Il prit une petite boite en bois, et l'ouvrit, plongeant sa main à l'intérieur et en sortit une poignée de sel. Avec précaution, il l'appliqua sur les blessures d'Ovide qui le brûlèrent instantanément. Les cris du jeune homme résonnèrent dans la pièce, devenant de plus en plus fort. Le maître des lieux récupéra une des pinces sur la table et sectionna le petit doigt du garçon qui cria de plus belle. Son supplice dura plusieurs heures, alternant taillades, coupures et autre atrocité. Entre deux moments plus calme, il continuait de mettre du sel dans ses plaies afin de le garder éveillé. Le soleil commençait enfin à décliner, lorsque Harold se décida à laisser du repos à son gendre. Il s'essuya les mains et sortit, demandant à Joseph qu'il envoie quelqu'un pour le soigner. Une femme arriva quelques instants plus tard et s'attela à la tâche, ne prétant pas attention aux suppliques d'Ovide, l'implorant de le libérer.

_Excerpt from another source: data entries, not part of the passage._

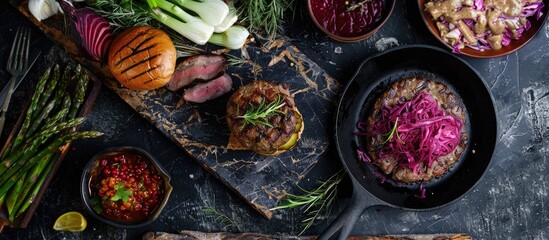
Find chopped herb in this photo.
[90,196,103,214]
[236,96,286,128]
[270,170,346,235]
[345,0,372,12]
[111,182,132,202]
[381,117,400,144]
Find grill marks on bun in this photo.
[109,26,176,90]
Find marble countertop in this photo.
[0,1,549,239]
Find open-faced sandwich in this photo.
[357,78,467,183]
[227,80,304,155]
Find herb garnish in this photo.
[236,96,286,129]
[381,117,400,144]
[237,0,293,40]
[345,0,372,12]
[270,170,345,235]
[111,182,133,202]
[90,196,103,214]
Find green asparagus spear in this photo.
[69,65,89,118]
[40,104,70,130]
[6,172,27,221]
[0,190,6,208]
[26,91,62,138]
[15,157,55,217]
[8,154,55,221]
[0,126,97,188]
[0,118,85,174]
[32,64,61,119]
[2,68,51,159]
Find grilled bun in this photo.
[108,26,176,90]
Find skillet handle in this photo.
[318,179,379,240]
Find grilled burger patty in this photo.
[367,78,467,183]
[227,80,303,155]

Alors que la femme partait, le jeune homme resta seul, dans le noir, attendant sa mort prochaine qui ne voulait pas arriver. Le temps... Je comprends désormais, pensa-t-il. Combien de temps vais-je devoir attendre avant de mourir ? La lune était désormais haut dans le ciel lorsque la porte de la grange s'entrouvrit, laissant une ombre entrer furtivement.

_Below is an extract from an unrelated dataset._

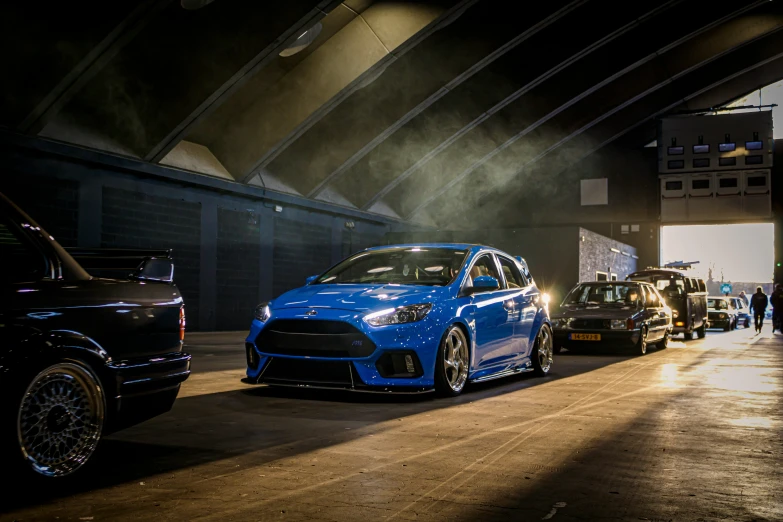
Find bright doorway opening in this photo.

— Mon Dieu, Mais que t'a-t-il fait ! s'écria la voix qui sembla familière au jeune homme. Ovide, tu m'entends ?

— Marie... répondit-il péniblement.

— Ovide... répéta sa compagne en larme. J'ai.... Ils... Ils m'ont enfermé dans ma chambre et ont barricadé la fenêtre. Je n'ai pu sortir qu'avec l'aide d'Adélaïde. Tu avais raison pour tout... Excuses-moi.

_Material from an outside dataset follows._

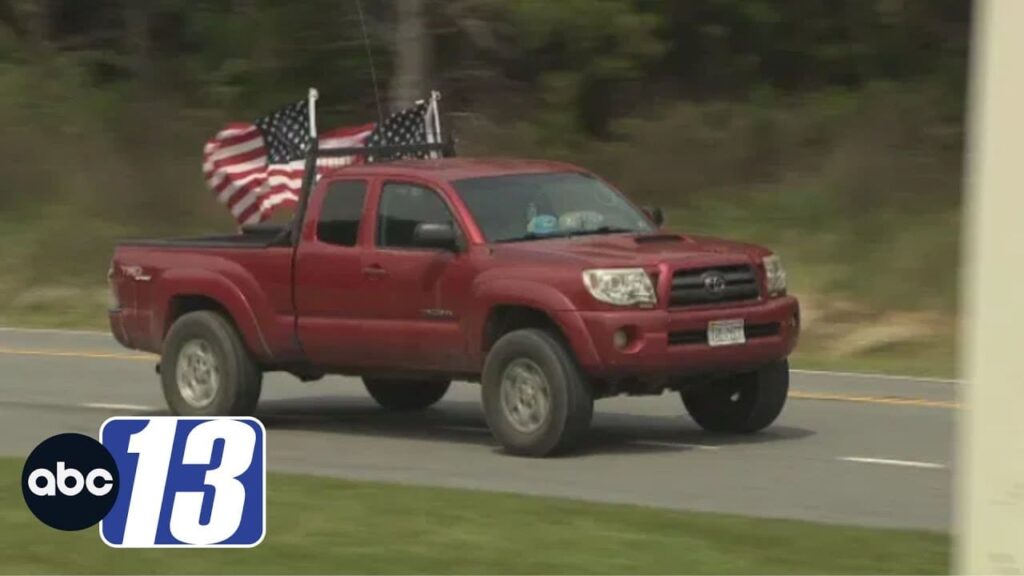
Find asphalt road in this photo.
[0,329,957,531]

Elle attrapa la chaîne et libéra alors son amant qui tomba sur le sol, ne pouvant plus tenir sur ses jambes. Après quelques minutes passées à s'enlacer, Ovide réessaya de se lever et pu tenir difficilement debout. Ils avancèrent vers la sortie, et se tenaient près de la porte :

— J'ai demandé à ma servante de nous préparer un cheval, elle est libre de parcourir la maison malgré tout. Mon père nous a sous-estimé, nous allons partir d'ici et ne plus revenir !

— Marie, il... Il...

— Ne parle pas, garde tes forces.

— Attends, s'il te plaît.

La jeune femme regardait, impuissante, son homme qui se tordait de douleur. Les larmes lui montèrent aux yeux lorsque la peur le reprit de plus belle. La porte entre baillé s'ouvrit et Joseph se montra devant eux, accompagné d'Harold et d'Adélaïde, battue, qui portait ses stigmates aux visages. Le vieil esclave s'approcha et poussa Marie, qui fit tomber Ovide dans la foulée :

— Voyez, maître ! Ne vous l'avais-je pas dit ? J'avais raison ! s'écria-t-il. Cet enflure a été contaminée par ce nègre ! ajouta-t-il en crachant sur Ovide. Et cette esclave est complice ! Il faut la punir bien plus qu'avec de simples coups ! Elle mérite un châtiment exemplaire !

Le père se contenta de regarder sa fille, avec un regard si noir, qu'elle sentit immédiatement le danger. Elle regarda alors son partenaire, qui ne pouvait enlever ses yeux du maître tant il était apeuré.

D'un geste lent, Harold ferma la porte de la grange.